The value of being co-depicted with the owner of the archive. Photographer can’t also be in the picture with you. Being co-depicted with the archive owner implies some effort — the photographer hands the camera to someone else. Friends of people in photos with the owner are also more likely to be rated higher.
[I wonder... did the act of looking at a subset of all your photos, and seeing a picture of you with someone else, have an effect on the user's self-rating? What about asking the people in the photos to rank their closeness with the photographer? I asked this question... Scott said he had not considered that.]
A close friend brings a stranger that you don’t know to an event, and gets into your archive by virtue of proximity to your close friend. So close friends bring strangers into your network. [This seems tautological... close friends probably also bring people who are close to you into your network....]
A question from the audience — is the timestamp of a photo important — if you’ve been taking photos of the same person for 10 years, wouldn’t that show more closeness? [I wonder also, is the archive owner's distance from the photo any indication of emotional closeness?]
This line of inquiry might help us understand the predictive power of online chatter; could be useful to companies intersted in their online reputation.
Looked at stock market motion of specific companies correlated with communication on in endgaget.com. [I wonder... how do the information dymamics of comments posted in response to entries posted on a specific blog differ from the information dynamics of bloggers who choose to create their own blog entry on a topic. Commenters don't drive the discusion the way the original posts do.]
Example — last year’s release of the iPhone. LIkely that lots of people on endgaget will be talking about the iPhone, and when the event actually happens it’s likely that the stock wil move.
[Does the dataset note positive or negative comments?]

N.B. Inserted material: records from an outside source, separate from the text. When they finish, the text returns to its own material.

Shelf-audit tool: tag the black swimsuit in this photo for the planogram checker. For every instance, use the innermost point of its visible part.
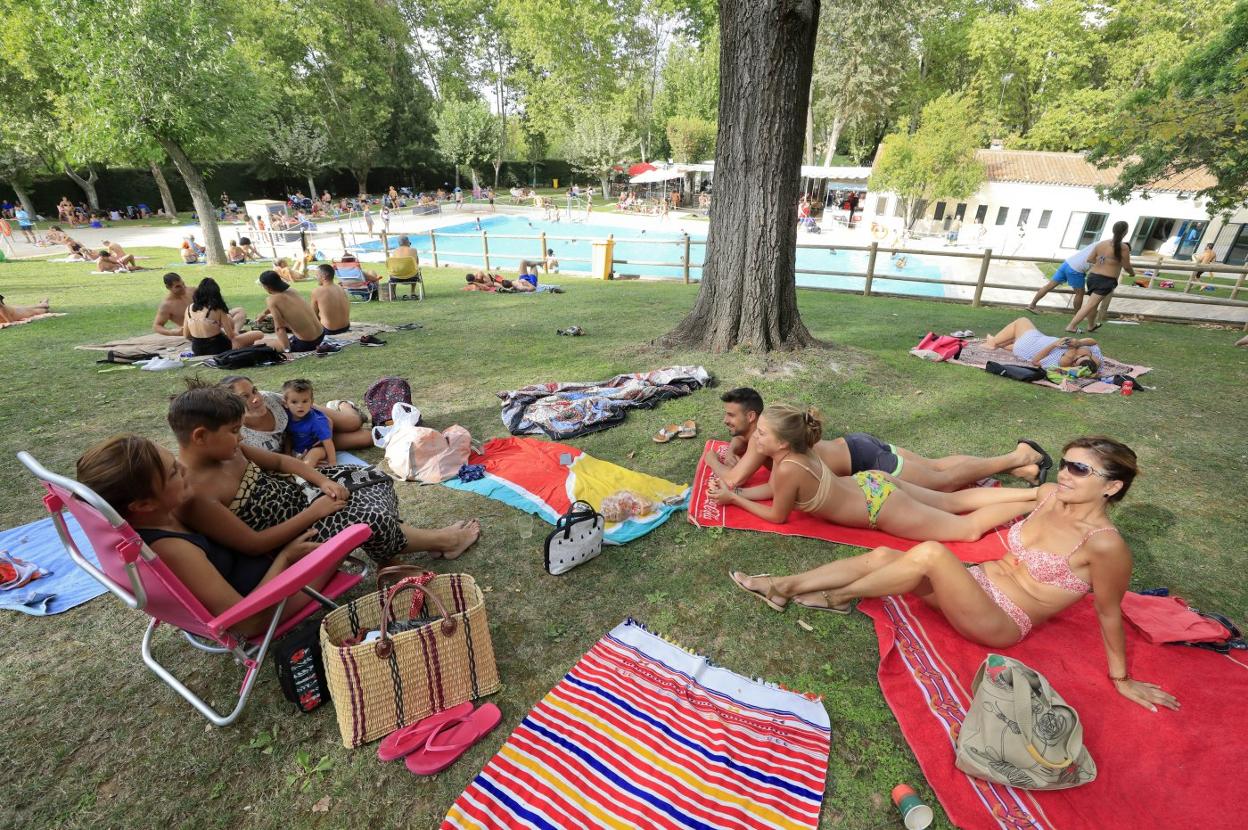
(242, 573)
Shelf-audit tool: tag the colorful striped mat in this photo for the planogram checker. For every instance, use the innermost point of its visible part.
(644, 734)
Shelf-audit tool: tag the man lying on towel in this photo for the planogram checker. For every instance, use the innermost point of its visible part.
(859, 452)
(1071, 549)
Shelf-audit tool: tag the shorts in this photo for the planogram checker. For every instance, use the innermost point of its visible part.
(306, 345)
(1068, 275)
(1100, 285)
(867, 452)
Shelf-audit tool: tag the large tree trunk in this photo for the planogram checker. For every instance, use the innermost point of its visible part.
(24, 197)
(200, 199)
(87, 185)
(748, 296)
(166, 195)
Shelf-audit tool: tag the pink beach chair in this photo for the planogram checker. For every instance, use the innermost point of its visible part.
(136, 576)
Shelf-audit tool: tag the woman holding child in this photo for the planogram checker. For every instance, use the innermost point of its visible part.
(1066, 548)
(801, 481)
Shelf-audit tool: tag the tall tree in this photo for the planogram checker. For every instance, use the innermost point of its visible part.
(1192, 116)
(748, 292)
(935, 161)
(466, 135)
(166, 71)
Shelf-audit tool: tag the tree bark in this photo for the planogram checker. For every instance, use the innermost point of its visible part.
(87, 185)
(200, 199)
(24, 197)
(166, 195)
(748, 293)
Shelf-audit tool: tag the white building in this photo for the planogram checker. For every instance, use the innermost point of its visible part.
(1043, 205)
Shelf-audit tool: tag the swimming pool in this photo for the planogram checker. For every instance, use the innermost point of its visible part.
(570, 241)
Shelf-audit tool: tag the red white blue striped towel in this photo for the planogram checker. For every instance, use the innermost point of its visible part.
(644, 734)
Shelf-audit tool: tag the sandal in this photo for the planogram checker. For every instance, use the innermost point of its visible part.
(1046, 462)
(667, 433)
(760, 595)
(848, 608)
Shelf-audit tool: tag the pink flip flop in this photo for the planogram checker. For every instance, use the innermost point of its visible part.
(451, 740)
(407, 739)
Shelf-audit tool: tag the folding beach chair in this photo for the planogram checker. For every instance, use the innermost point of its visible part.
(136, 576)
(404, 271)
(351, 275)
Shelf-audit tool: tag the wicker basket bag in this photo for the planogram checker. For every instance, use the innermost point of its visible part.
(442, 658)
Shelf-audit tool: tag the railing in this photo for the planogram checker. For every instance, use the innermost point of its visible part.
(870, 276)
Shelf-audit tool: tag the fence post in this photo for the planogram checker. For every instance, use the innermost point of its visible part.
(870, 268)
(687, 257)
(984, 275)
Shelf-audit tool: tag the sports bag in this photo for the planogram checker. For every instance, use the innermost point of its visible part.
(383, 395)
(300, 667)
(247, 357)
(1018, 730)
(1026, 373)
(577, 538)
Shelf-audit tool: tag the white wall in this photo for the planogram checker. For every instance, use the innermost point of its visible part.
(1061, 200)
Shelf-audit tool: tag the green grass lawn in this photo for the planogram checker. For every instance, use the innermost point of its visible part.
(95, 740)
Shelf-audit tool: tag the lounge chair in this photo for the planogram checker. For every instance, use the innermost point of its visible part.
(136, 576)
(351, 275)
(404, 271)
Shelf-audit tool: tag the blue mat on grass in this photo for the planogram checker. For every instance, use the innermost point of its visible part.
(66, 585)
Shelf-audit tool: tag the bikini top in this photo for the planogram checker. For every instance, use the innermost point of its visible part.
(1050, 568)
(825, 486)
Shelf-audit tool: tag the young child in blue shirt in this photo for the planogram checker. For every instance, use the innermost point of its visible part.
(308, 428)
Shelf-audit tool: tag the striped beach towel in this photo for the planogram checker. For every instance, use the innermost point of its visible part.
(644, 734)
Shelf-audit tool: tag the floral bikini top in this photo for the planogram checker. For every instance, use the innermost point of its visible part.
(1048, 568)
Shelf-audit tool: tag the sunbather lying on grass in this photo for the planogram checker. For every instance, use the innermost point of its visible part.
(858, 452)
(800, 479)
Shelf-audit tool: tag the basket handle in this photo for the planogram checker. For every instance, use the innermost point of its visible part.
(383, 647)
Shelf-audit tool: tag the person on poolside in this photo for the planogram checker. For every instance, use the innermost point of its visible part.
(296, 327)
(19, 313)
(265, 419)
(1031, 345)
(1107, 260)
(800, 479)
(1072, 272)
(1066, 548)
(172, 308)
(209, 325)
(252, 502)
(330, 302)
(146, 484)
(859, 451)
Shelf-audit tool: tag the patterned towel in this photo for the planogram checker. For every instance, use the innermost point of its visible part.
(644, 734)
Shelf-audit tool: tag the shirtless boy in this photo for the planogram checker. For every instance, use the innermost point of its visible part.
(330, 302)
(858, 452)
(296, 326)
(172, 308)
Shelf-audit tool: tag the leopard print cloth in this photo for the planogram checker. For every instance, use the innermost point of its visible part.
(265, 499)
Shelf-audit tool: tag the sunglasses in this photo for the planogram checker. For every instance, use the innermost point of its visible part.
(1078, 469)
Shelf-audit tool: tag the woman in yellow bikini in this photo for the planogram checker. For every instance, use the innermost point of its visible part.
(801, 481)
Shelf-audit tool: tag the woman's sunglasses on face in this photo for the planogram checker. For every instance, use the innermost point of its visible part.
(1078, 469)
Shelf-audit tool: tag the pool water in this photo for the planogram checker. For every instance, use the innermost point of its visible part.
(635, 252)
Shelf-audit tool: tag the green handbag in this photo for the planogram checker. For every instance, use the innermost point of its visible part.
(1018, 732)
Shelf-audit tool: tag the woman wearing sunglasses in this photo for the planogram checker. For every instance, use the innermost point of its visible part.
(1067, 547)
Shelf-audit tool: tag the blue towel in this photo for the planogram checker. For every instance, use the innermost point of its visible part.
(66, 585)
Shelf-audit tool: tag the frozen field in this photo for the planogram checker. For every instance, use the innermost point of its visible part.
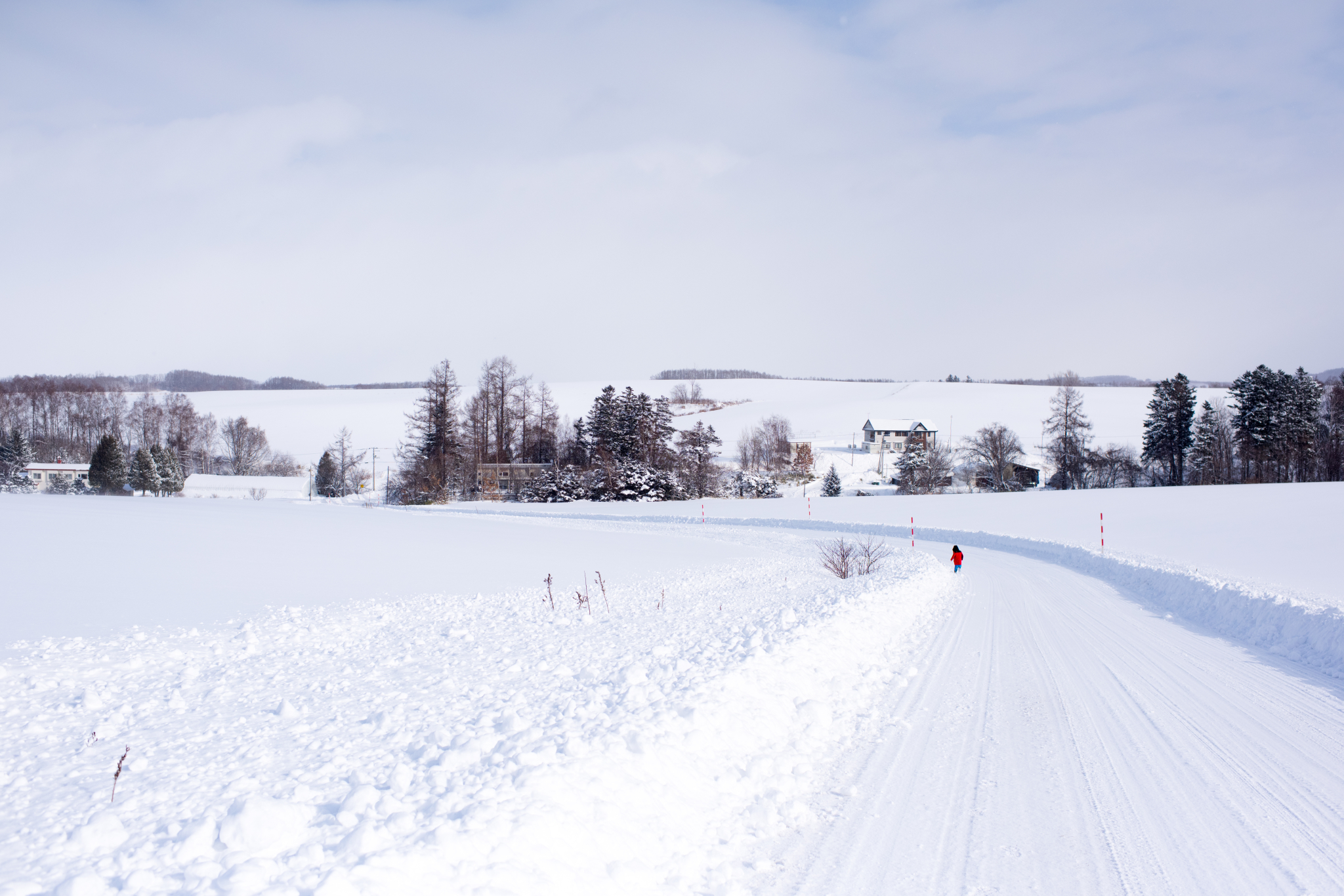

Characterize people as early responders and late traliers; frequency of communication is loyal readers and outliers.
Presumes that stock market activity is related to blog behavior over the previous week. [But surely at least some of the blog communication will be responding to stock market events... but I supposed that would make more of a difference on a website devoted to business. Well, you have to start somewhere, and Munmun has clearly stated this is an assumption.]
Conclusions — excellent results coordinating blog chatter with stock motion. “Remarkable predictive power.” Future directions — looking at the predictive power of groups and communities, vocal majorities and silent minorities.
Q — does the work look at the sentiment of the blog posts? (No, this work does not look at the sentiments )
[Munmun indicated that it was possible to predict whether the stock would go up or down, but I'm not sure I understand how -- if people post more frequently is that a sign that stock will go up? Or if more outliers post, does that mean the stock will go down?]